Poi, lentamente, la vita era sciamata via, lasciando terra bruciata dove prima le fiamme garrivano alte; man mano che il respiro andava calmandosi, mentre un silenzio fatto di dubbi ed inquietudini tutte personali aveva allungato le sue dita sulla compagnia di improvvisati eroi, si era fatta strada in lui la consapevolezza, dolce quanto un intruglio medicinale, che il gioco era finito.
Era tornato ad essere piccolo, impotente, un insignificante sputo in una realtà troppo grande perché i colpi di un martello potessero riportare giustizia e fratellanza; o per meglio dire, lo era sempre stato.
Era curioso come riuscisse a sentirsi peno, completo, solo quando impugnava il Mjolnir per fare del male.
Ricordava di aver sentito, in una serata da lupi passata in qualche fumosa bettola di quart' ordine, che le tribù Pelleverde delle immense piane polverose solevano chiamare la guerra qualcosa come "La Grande Giostra", o forse "Il Grande Gioco"; * Mai ci fu definizione più riuscita *, concluse il nano lisciandosi l' ispida barba d' argento. I suoi occhi si soffermarono sul fardello inerme di lividi e grumi di sangue che era il piccoletto verde, con quel suo sorriso affilato e gli occhi vispi: anch' egli era un Pelleverde, uno di quei poderosi predoni delle brughiere, capaci di frantumare un cranio umano stritolandolo tra le dita di una sola mano?

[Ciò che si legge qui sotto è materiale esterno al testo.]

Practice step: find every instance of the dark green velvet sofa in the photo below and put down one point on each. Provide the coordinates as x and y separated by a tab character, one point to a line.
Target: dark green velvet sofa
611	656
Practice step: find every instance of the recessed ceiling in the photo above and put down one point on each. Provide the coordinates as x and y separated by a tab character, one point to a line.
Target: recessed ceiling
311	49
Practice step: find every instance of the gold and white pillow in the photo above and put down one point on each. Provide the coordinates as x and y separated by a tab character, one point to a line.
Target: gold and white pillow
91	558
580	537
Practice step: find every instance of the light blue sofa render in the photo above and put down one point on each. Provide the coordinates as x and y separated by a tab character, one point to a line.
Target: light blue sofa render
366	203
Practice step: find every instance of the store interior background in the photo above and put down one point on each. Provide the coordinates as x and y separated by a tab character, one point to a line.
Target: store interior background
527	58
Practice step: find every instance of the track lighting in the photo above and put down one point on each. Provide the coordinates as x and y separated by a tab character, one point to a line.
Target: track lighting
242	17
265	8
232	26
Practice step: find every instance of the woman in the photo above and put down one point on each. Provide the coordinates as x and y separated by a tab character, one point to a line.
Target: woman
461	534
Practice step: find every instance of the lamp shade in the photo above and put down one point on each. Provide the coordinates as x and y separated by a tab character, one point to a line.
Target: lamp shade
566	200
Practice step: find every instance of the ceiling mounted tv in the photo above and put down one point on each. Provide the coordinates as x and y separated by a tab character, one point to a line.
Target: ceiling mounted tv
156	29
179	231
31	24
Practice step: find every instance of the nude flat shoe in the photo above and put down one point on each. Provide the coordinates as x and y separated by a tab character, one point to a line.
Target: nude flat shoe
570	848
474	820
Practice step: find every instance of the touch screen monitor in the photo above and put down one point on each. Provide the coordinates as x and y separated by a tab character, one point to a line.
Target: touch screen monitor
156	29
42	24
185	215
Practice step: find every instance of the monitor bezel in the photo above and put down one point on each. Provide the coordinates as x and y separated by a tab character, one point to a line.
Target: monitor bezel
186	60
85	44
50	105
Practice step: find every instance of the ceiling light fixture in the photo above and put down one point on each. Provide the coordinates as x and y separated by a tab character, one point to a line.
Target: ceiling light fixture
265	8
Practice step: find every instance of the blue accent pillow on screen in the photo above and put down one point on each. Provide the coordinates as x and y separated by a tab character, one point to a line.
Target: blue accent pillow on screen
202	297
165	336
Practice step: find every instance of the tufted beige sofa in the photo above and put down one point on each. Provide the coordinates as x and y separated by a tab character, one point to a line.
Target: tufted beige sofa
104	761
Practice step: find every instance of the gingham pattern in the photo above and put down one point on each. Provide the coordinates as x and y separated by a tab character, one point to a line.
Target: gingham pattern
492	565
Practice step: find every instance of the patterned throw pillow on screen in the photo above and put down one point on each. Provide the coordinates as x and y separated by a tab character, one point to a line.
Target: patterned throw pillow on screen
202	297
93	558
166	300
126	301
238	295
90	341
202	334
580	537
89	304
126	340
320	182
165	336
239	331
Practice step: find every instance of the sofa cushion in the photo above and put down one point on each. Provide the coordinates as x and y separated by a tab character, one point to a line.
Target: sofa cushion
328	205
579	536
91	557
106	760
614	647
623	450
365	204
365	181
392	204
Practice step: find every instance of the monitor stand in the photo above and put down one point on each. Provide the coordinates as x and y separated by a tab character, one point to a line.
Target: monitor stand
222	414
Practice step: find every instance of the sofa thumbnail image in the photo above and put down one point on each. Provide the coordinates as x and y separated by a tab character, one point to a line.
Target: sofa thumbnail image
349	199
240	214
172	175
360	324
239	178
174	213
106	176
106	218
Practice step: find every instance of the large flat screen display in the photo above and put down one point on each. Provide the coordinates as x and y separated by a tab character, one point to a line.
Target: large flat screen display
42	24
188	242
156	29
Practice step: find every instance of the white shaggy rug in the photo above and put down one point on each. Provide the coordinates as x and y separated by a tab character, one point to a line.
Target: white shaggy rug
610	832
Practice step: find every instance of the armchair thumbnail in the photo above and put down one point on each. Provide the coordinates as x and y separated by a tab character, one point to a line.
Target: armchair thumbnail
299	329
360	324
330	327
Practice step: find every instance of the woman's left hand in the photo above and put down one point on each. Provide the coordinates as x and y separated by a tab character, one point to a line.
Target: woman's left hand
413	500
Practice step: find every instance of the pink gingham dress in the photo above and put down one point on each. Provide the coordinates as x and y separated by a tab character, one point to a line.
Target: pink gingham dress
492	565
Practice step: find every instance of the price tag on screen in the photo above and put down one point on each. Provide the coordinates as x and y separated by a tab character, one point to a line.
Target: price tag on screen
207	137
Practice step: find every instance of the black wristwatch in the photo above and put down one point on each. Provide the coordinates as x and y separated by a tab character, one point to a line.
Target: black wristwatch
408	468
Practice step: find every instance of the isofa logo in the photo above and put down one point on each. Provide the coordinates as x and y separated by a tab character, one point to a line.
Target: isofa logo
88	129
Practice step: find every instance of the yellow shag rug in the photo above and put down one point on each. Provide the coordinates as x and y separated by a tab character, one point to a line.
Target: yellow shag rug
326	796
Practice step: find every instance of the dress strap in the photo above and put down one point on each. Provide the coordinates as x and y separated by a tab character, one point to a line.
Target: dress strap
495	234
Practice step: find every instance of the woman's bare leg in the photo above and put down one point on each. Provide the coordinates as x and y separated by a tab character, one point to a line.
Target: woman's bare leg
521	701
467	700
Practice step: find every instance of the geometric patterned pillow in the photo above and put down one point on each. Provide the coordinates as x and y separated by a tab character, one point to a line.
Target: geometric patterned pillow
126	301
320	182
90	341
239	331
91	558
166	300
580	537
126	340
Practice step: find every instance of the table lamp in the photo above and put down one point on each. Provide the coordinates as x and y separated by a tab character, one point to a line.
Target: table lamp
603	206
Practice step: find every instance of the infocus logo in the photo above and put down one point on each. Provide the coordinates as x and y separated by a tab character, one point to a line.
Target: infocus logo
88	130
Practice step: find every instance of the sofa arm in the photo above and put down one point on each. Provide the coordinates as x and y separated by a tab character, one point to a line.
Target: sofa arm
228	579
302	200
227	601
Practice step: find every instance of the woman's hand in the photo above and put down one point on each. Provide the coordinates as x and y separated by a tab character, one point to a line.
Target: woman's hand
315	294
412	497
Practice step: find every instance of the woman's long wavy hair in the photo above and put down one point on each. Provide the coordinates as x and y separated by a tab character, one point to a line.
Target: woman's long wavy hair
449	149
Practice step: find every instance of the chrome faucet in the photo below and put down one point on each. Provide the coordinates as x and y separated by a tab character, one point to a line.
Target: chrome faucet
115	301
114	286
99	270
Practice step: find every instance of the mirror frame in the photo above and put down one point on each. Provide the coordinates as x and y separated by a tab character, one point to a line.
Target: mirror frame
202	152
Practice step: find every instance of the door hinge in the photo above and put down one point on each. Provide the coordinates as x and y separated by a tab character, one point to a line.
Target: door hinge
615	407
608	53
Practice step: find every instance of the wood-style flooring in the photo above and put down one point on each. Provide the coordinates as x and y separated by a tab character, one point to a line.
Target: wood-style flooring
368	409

Esplorò il suo corpo esile, atrofico, che giaceva tra le braccia sicure del giovane dei capelli color rame: le sue braccia avrebbero retto a stento il peso di una spada corta; nel volto bitorzoluto non c' era nulla della caparbietà e dell' audacia di un guerriero; la schiena e le scapole erano quelle curve di un essere abituato a strisciare nell' ombra, a vivere perennemente nascosto sotto un basso profilo. Non c' era nulla del suo popolo, in lui. Il mezzo sorriso che campeggiava sul volto del nano scomparve presto sotto la peluria spiovente. Quel piccoletto aveva la mente fine e la lingua aguzza, più tagliente di qualsiasi spada; eppure Albrich non osò immaginare cosa dovesse significare nascere inadatto alla guerra in un popolo di guerrieri.

"Albrich!"



Una voce chiamò il suo nome; udendola, gli sovvenne la luce spiritata di un focolare, la notte, il profumo del deserto. In un primo momento, non realizzò di stare camminando a fianco ad Arsona, proprio come qualche tempo prima aveva fatto sugli altopiani di Qashra.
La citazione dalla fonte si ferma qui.